Power Down in Azure Sphere enables power-constrained scenarios for IoT devices to provide more flexibility and options for power management when building and deploying Azure Sphere devices.

Tyler Fox, PM in the Azure Sphere OS team, demos Power Down and talks through low-power IoT device scenarios and how Azure Sphere maintains device security and connectivity even in ultra-low power scenarios.

Here’s a great session on Azure RTOS

Azure RTOS is a small, fast, reliable, and easy-to-use real-time operating system. In this video introduction, we’ll discuss the major components that make up the Azure RTOS ecosystem: the ThreadX RTOS, NetX TCP/IP stack, FileX embedded file system, GUIX embedded GUI, and USBX embedded USB stack. We’ll also cover some tools to make development easier, such as GUIX Studio (a WYSIWYG GUI designer that auto-generates C code to run on embedded devices) and TraceX (an event trace tool that feels like a software logic analyzer).

Guest Speaker: Scott Larson – Azure IoT Senior Engineer
Deep Dive Host: Pamela Cortez – Azure IoT

Cognizant’s Connected Factories is a next-generation offering that accelerates solution development and deployment for Industry 4.0 solutions helping manufacturers improve productivity, yield and safety.

It shortens time to value with pre-defined information meta models as well as configurable microservices for industry standard KPIs; fully leveraging the latest of Azure IoT services stack.

Learn more about Cognizant’s Connected Factories solution: https://aka.ms/iotshow/cognizant

In this video, walk through the steps for creating and visualizing indoor maps, querying map data and integrating it with IoT.

The Azure Maps Creator service enables customers to upload their private maps, floorplans, spaces and asset information to manage, monitor, and track their IoT assets within spaces like offices, malls, and airports, with extensibility to support other private map scenarios considered private in nature all within a customer’s control. 

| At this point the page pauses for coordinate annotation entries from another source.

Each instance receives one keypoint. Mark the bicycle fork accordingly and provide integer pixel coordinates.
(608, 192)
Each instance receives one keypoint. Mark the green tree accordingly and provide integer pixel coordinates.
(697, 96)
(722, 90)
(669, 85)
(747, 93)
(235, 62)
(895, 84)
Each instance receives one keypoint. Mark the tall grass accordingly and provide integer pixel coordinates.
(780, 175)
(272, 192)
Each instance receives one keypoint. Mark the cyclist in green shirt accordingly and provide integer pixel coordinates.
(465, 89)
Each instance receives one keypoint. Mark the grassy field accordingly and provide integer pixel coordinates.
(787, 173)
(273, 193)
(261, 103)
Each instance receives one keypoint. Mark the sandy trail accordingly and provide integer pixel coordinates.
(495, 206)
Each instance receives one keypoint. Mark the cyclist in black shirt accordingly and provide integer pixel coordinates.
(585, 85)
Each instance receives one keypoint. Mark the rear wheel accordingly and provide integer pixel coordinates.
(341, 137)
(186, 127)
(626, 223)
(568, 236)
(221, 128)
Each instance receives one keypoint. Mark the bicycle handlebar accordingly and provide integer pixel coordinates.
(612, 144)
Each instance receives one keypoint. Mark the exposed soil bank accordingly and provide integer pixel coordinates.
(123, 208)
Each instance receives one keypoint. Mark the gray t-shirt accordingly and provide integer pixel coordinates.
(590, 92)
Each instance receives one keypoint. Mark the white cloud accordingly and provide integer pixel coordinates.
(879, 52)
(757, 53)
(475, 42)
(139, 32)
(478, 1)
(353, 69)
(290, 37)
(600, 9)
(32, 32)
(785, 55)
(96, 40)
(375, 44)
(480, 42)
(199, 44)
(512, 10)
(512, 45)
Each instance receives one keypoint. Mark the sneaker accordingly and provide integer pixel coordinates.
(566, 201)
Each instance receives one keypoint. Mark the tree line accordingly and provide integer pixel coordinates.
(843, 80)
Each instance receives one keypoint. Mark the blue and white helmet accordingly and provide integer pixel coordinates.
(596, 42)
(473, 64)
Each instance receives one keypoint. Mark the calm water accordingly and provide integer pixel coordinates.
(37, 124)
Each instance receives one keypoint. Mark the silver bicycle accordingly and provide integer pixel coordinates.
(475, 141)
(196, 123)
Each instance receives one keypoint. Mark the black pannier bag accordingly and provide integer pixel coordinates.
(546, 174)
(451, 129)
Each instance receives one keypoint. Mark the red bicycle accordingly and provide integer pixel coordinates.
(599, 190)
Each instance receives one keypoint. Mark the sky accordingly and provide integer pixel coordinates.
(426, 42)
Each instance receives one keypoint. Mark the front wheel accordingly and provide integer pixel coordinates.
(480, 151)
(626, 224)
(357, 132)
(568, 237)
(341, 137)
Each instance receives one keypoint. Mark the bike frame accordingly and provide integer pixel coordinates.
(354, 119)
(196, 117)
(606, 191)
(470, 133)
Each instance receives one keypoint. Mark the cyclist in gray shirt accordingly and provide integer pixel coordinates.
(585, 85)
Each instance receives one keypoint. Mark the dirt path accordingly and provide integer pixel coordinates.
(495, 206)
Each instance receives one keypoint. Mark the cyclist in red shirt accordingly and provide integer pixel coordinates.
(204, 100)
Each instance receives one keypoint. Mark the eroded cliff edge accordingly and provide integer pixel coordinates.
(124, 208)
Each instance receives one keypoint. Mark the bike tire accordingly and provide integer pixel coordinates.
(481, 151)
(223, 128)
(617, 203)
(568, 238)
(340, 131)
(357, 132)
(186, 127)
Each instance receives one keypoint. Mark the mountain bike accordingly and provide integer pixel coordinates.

Tiny Machine Learning (TinyML) is the latest embedded software technology that moves hardware into that almost magical realm, where machines can automatically learn and grow through use, like a primitive human brain.

Until now building machine learning (ML) algorithms for hardware meant complex mathematical modes based on sample data, known as “training data,” in order to make predictions or decisions without being explicitly programmed to do so. And if this sounds complex and expensive to build, it is. On top of that, traditionally ML-related tasks were translated to the cloud, creating latency, consuming scarce power and putting machines at the mercy of connection speeds. Combined, these constraints made computing at the edge slower, more expensive and less predictable.

Speaking of NVIDIA, Microsoft Developer takes a look at the latest device in the NVIDIA Jetson line of GPU-accelerated IoT devices, the Jetson Xavier NX.

A device which brings supercomputer-class performance to Edge applications in an ultra-compact form-factor.

To demonstrate this, we configure the device with Azure IoT Edge and deploy the NVIDIA DeepStream SDK Module from the Azure Marketplace to produce object detection telemetry with Azure Stream Analytics then push those results into Time Series Insights and Power BI.

Come see how the pairing of NVIDIA devices and Azure IoT Services make for a first-class solution of AI at the Edge!

Learn more about NVIDIA DeepStream on IoT Edge: https://aka.ms/iotshow/NVIDIADeepStream

Are you a developer implementing, coding or maintaining cloud or edge components of IoT solutions?

Is part of your job to manage devices life cycle – set up, configuration, and maintenance – using cloud services?

Do you design IoT solutions including device topology, connectivity, debugging, and security?

Do you implement solutions to manage, monitor, and transform data related to IoT?

If these job responsibilities sound familiar, I have a great opportunity for you to showcase your skills and be recognized for them: Take AZ-220 exam: Microsoft Azure IoT Developer.

Hear more about the new Microsoft Certified: Azure IoT Developer Specialty and resources to learn how to build IoT solutions with Azure IoT. Visit http://aka.ms/azureiotdeveloper to learn more about the Azure IoT Developer Specialty.

Resources

The combination of 5G and edge computing promises to fast-track the use of artificial intelligence (AI) in the Internet of Things (IoT).

With 10 to 20 times faster speeds and dramatically lower latency, 5G makes it much more feasible to process AI workloads locally at the edge.

Hardware is about to get interesting again.

This speed and reduced latency is essential to an array of IoT applications such as smart cities, transportation, intelligent manufacturing, e-health, smart farming, and so on. This is why Gartner predicts that 75 percent of enterprise-generated data will be processed outside a traditional data center or cloud by 2022, compared with 10 percent today.